Fransa’daki işçilerin kötü durumundan etkilenen Büchner, kendi ülkesindeki sorunun bir anayasa değişikliği ile değişemeyeceğini ve köylülerle küçük esnaf ve zanaatçıların kurtarılması gerektiğine inanıyordu.
1833’te tekrar Darmstadt’a dönen Büchner, üniversitelerde kurulan siyasi gençlik birliklerine katıldı ve siyasal-toplumsal düşünceleri burada şekillendi.
“İnsan Hakları Birliği” adını verdiği gizli bir birlik kurdu.
Asıl amacı köylüleri bir devrime hazırlamaktı. Bunun için küçük esnaf ve zanaatçıları da üniversite öğrencileri yanında birliğe kattı.
İncil’den alınacak basit örneklerle halkın dini duygularını kullanarak halkı devrime hazırladı.
Becker ve Weidig ile tanıştı. Bu kişiler halkın durumunun düzelmesini ve halka yönetimde haklar sağlayacak bir anayasanın çıkması için gayret gösteriyorlardı.
Bu kişilerin yanı sıra Wilhelm Schulz ile tanıştı. Schulz, Alman Yurdundaki Kentli ve Köylülerin Bilmesi Gerek Sorular ve Yanıtlar Kitabı’nı yazmış ve bu yüzden ordudan atılmıştı.
Büchner ve Weidig, köylüler için el bildirisi hazırladılar.
Weidig’in yaptığı bazı değişikliklerden sonra Büchner memnun olmasa da bildiri dağıtıldı.

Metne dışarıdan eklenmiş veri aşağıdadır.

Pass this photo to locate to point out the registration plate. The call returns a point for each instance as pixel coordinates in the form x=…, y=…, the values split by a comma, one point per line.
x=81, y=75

Fakat bu hareket ne kadar gizli olursa olsun polis tarafından fark edildi. Bunun üzerinde Weidig ve Becker tutuklandı. Büchner ise bir şekilde kaçtı.
Bu olaydan sonra Büchner bir daha herhangi bir eyleme katılmadı.
Yazılarını tarihi olaylar üzerine yazan Büchner, Fransız devriminden ve babasının Napoléon ordusunda geçirdiği günlerden etkilenerek Danton’u yazmıştır.
Daha sonra, Lenz’i konu alan aynı adlı uzun bir öykü yazmıştır.
Lenz coşkunluk akımının tiyatrodaki en önemli eserlerini veren bir yazardır.
Daha sonra, 1835’te bilime döndü.
Victor Hugo’dan yaptığı çevirilerle de oyun tekniği konusunda da bilgi sahibi olmuştur.
Cotta yayınevinin güldürü yarışmasına Clemens von Brenlano’nun Ponce de Leon adlı güldürüsünü örnek alarak Leonce ile Lena adlı zarif bir güldürü çıkardı.
Ancak, posta yarışmanın bitiminden iki gün sonra ulaştığı için, Büchner yarışmaya katılamadı.
Ama iki ay sonra, Zürich Üniversitesi onu doktorluğa yükseltti ve ona doçent olarak ders vermesini önerdi.
Bunun üzerine Zürich’e taşınan Büchner yeni bir oyun yazmaya girişti. (Woyzeck)
Gerçek bir olaydan esinlenerek yazılan bu oyun, Büchner’in ölümü nedeniyle yarım kaldı.
Oyunun taslakları, Büchner’in ölümünden sonra Karl Emil Fransoz tarafında bulundu ve yayımlandı.
Oyunun düzenlemelerinde çeşitli sahne, sözcük ve sıralama farklılıkları bulunmaktadır.